The 1892 Columbia Senators lasted only one season when the
early version of the South Atlantic League folded. They came back in 1896 for
another season. It was a shaky start, but in 1904, when the Columbia
Skyscrapers became a charter franchise of the re-invented South Atlantic League,
that the game began to be a part of the cities identity. The team name changed
to the “Gamecocks” the next year and six years later, they were the Columbia
Commies, followed by the Comers the next year. Under that name and with the
help of legendary Goose Goslin, the Comers were contenders for the league title
over the next 15 years. Several more name changes were to come…Sandlappers, Senators,
Reds, Gems, Mets and Bombers, and through the years Columbia saw many of its
players leave for the Majors, even in that first year.

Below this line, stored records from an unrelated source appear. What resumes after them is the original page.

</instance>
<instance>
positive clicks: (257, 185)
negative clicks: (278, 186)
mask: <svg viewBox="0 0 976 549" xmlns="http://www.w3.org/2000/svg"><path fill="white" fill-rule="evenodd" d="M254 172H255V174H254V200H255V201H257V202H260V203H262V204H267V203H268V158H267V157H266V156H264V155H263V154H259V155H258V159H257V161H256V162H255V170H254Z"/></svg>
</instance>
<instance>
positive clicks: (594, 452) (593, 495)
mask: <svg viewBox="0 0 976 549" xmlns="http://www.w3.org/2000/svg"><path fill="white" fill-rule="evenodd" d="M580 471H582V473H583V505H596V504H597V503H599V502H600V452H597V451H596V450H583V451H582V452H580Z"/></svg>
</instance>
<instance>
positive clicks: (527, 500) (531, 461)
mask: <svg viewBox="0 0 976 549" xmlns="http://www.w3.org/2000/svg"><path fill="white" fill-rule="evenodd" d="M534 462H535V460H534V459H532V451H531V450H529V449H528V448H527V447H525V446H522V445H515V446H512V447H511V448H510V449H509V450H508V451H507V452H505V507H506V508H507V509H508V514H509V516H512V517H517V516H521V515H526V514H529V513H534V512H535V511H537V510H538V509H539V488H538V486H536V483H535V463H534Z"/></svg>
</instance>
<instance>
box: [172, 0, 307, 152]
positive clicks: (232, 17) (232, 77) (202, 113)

Columbia is a baseball town. Irmo recently sent its Little
League to the southeast regional tournament with hopes of getting to the next
level in the World Series in Williamsport. Some of the best high school
baseball is played in Forest Acres at Flora High School, a perennial state
champion. The Columbia Blowfish of the Coastal Plain League gives unpaid
college players a chance to refine their skill at Capital City Stadium. And, of
course, there is the University of South Carolina, returning the Gamecocks to
Omaha for its second national championship at the College World Series in 2010.